In Arizona, which is mostly rural and has one of the most dire physician shortages in the nation, the Arizona Telemedicine Program has saved patients and physicians from long commutes, while making it possible for patients to receive timely care – be it routine or life-saving – and at a fraction of the usual cost, Weinstein said, who is the principal investigator for this award and serves as the director for SWTRC.
The utilization of telemedicine and its younger counterpart, telehealth, has exploded over the last 20 years in Arizona and around the nation.
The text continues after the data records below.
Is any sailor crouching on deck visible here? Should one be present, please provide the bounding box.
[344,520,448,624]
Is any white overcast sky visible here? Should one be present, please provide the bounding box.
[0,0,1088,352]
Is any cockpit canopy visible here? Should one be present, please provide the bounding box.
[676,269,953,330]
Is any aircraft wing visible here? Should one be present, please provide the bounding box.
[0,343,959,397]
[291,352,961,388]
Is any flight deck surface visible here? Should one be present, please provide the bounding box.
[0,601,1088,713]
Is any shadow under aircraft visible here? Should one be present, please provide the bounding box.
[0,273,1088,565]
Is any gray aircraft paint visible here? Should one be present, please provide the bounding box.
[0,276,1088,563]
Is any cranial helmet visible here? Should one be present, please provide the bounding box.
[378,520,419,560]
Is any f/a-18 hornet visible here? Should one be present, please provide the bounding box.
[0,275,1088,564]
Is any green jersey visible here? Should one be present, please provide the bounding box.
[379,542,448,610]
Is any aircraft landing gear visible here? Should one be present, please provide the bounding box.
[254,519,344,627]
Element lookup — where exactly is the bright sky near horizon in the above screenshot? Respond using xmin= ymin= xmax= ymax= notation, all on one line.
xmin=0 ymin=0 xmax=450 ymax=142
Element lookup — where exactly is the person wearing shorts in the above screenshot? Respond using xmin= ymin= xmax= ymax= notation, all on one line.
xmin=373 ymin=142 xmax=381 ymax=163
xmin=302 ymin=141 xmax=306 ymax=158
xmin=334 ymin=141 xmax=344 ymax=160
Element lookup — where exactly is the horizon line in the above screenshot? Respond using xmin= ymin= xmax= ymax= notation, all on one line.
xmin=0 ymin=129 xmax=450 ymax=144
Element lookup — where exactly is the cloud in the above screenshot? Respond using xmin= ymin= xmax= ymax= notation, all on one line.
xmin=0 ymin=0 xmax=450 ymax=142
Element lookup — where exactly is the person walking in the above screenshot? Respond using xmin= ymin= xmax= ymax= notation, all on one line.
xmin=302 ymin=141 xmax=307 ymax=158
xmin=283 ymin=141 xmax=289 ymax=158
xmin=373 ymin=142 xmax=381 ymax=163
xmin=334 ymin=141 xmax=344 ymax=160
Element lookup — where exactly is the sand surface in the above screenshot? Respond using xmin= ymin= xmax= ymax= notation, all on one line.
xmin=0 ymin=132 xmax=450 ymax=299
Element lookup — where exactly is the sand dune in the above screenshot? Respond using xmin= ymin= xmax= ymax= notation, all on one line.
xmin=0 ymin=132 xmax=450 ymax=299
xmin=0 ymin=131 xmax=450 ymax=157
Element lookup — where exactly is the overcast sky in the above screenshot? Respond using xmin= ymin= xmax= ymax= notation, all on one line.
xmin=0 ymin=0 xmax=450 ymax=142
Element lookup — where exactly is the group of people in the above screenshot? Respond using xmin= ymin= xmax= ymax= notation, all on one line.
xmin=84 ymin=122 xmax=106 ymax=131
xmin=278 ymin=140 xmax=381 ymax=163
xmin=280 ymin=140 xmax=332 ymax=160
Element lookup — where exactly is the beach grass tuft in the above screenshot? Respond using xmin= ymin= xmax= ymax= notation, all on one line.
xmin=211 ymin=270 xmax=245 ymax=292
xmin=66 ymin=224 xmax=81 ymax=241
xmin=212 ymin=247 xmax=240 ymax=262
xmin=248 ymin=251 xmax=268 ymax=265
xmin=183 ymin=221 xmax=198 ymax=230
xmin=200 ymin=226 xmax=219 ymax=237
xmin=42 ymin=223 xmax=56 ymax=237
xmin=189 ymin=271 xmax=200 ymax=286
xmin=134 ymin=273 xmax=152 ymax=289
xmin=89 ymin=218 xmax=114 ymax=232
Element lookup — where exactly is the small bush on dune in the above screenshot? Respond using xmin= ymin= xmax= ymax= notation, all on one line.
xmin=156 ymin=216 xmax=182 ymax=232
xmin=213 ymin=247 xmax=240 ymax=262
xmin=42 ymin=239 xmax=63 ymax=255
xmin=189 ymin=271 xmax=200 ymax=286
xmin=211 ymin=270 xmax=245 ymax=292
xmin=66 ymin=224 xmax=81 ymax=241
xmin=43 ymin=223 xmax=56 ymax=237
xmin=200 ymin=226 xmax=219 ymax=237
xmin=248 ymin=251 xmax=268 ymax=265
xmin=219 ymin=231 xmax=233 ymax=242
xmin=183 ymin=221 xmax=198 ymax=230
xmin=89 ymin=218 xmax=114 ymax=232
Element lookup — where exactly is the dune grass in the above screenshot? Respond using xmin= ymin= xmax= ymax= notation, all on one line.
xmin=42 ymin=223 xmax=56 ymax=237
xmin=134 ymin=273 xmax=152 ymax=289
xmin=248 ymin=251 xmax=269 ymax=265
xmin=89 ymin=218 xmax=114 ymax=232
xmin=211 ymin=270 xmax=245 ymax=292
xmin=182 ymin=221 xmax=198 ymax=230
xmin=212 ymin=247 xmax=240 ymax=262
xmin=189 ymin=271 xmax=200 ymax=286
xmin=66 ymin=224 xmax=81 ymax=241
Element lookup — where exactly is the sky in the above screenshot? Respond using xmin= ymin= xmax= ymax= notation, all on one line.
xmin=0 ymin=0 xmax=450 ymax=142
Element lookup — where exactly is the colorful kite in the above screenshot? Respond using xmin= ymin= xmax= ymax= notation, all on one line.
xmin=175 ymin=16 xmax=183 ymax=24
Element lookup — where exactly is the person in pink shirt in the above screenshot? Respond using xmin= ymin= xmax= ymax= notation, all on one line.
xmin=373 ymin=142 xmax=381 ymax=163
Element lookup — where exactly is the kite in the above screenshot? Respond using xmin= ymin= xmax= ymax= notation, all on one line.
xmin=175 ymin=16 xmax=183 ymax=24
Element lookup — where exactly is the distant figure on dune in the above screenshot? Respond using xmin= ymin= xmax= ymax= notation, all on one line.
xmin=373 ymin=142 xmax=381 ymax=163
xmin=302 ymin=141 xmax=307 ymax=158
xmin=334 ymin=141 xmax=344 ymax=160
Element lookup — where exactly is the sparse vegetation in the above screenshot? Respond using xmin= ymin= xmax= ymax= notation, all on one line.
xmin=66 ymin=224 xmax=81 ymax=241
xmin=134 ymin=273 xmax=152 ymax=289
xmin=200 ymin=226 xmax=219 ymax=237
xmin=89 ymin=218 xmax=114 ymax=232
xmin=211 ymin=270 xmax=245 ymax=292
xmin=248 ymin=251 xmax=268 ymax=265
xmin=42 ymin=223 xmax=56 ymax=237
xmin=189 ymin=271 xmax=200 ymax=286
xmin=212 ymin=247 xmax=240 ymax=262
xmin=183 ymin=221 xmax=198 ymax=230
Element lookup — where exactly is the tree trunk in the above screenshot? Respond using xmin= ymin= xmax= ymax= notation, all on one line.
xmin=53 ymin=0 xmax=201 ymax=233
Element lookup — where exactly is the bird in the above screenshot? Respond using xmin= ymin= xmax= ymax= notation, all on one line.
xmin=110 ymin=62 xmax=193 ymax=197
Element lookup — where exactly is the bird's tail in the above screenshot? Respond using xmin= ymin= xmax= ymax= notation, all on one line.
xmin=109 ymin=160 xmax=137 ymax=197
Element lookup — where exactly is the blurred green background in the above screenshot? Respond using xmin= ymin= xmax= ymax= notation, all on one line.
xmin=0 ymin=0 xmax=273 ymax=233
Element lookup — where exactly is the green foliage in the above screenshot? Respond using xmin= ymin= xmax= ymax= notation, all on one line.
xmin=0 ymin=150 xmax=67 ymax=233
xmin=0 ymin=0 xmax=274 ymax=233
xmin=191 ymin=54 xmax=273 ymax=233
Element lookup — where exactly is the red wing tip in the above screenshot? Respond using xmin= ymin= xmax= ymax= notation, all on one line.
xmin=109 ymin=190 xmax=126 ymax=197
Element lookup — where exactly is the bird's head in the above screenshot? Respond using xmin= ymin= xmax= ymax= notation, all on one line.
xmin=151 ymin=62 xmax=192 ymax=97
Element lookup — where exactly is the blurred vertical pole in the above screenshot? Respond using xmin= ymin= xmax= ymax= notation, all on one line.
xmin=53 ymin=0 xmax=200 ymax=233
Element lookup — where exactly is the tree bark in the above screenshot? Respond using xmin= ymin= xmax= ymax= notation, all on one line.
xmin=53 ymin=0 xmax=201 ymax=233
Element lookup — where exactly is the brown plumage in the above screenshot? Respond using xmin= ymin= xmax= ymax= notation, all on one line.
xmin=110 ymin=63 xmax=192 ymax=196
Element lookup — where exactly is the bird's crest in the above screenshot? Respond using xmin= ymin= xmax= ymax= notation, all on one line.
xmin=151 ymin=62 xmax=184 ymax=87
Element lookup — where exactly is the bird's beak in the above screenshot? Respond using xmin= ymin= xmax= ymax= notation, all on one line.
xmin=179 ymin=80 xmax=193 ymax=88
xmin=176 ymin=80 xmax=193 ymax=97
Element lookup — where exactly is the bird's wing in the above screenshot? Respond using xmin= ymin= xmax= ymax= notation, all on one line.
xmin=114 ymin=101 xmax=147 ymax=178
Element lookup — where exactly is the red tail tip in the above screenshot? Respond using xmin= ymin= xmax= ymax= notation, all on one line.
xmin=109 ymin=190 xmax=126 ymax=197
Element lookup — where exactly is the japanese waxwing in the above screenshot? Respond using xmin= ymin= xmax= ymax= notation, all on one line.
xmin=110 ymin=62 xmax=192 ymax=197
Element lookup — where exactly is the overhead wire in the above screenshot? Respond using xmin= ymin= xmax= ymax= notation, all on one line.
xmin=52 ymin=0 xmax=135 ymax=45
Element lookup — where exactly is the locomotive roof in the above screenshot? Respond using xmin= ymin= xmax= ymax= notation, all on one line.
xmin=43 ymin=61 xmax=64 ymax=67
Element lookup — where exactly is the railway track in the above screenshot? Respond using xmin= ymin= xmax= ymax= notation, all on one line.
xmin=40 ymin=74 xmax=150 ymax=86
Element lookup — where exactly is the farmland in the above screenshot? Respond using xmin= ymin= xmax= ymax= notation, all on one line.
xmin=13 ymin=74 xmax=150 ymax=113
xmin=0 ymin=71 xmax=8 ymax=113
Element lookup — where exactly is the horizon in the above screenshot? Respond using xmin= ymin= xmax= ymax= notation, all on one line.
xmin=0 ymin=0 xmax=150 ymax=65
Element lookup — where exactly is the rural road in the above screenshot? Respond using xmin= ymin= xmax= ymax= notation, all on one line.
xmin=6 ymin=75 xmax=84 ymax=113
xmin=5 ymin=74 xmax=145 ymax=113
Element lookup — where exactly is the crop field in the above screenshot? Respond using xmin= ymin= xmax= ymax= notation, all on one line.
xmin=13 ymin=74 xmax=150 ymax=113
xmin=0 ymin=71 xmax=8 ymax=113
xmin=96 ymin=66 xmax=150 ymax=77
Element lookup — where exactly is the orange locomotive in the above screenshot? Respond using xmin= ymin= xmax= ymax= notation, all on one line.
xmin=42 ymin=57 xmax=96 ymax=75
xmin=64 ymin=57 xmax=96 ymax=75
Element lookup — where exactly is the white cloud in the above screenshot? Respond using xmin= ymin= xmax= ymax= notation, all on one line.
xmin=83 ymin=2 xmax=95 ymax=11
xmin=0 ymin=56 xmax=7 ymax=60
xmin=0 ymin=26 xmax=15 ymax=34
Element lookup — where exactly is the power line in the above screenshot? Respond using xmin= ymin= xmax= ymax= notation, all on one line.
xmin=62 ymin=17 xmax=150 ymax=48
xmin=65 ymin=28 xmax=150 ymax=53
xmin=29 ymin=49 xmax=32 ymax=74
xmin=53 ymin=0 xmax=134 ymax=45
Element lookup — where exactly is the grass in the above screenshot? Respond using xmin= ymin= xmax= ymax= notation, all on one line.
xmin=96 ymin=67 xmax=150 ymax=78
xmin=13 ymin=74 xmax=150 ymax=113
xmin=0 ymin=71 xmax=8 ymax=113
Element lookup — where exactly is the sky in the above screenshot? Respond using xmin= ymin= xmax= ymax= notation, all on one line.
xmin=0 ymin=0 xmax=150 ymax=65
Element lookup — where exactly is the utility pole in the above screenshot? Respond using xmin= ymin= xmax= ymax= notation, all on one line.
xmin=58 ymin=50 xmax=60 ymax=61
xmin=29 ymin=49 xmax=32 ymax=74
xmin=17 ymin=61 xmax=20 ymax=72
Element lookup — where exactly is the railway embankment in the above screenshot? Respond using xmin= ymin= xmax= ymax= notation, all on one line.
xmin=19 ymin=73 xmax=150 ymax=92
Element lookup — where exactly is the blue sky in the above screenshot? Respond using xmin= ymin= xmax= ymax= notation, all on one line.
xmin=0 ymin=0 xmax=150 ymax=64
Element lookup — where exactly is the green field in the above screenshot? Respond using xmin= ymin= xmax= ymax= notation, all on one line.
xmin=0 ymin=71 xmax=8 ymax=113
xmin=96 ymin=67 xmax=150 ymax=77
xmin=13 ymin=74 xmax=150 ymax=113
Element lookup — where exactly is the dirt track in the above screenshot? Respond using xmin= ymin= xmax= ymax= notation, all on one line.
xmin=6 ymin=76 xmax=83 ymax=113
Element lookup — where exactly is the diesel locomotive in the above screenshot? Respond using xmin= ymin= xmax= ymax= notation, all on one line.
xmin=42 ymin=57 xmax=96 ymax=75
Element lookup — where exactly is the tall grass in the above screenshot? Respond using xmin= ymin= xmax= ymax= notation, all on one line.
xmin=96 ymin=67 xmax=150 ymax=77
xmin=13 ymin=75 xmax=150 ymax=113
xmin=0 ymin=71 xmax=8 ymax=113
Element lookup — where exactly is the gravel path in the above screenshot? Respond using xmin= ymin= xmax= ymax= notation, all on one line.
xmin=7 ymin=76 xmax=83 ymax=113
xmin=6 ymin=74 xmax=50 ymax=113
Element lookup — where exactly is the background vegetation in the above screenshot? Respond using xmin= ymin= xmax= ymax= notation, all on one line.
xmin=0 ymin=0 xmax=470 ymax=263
The American Telemedicine Association calculates that as many as 15 million Americans received telehealth care in 2015, a 50 percent increase from two years earlier, Weinstein noted.
The Arizona Telemedicine Program was established in 1996 with funding from the Arizona Legislature, and quickly became an international leader in the “virtual” delivery of health care and long-distance learning opportunities for physicians and other health-care professionals.
“In 20 years, the Arizona Telemedicine Program has established telecommunications connections with 170 sites in rural and urban Arizona, including hospitals, clinics, public health departments and schools,” Weinstein said.
The terms telehealth and telemedicine often are used interchangeably, but telemedicine most often refers to clinical care, while telehealth more often applies to non-clinical services, such as continuing medical education and “distance-learning” sessions, which typically are broadcast to multiple sites.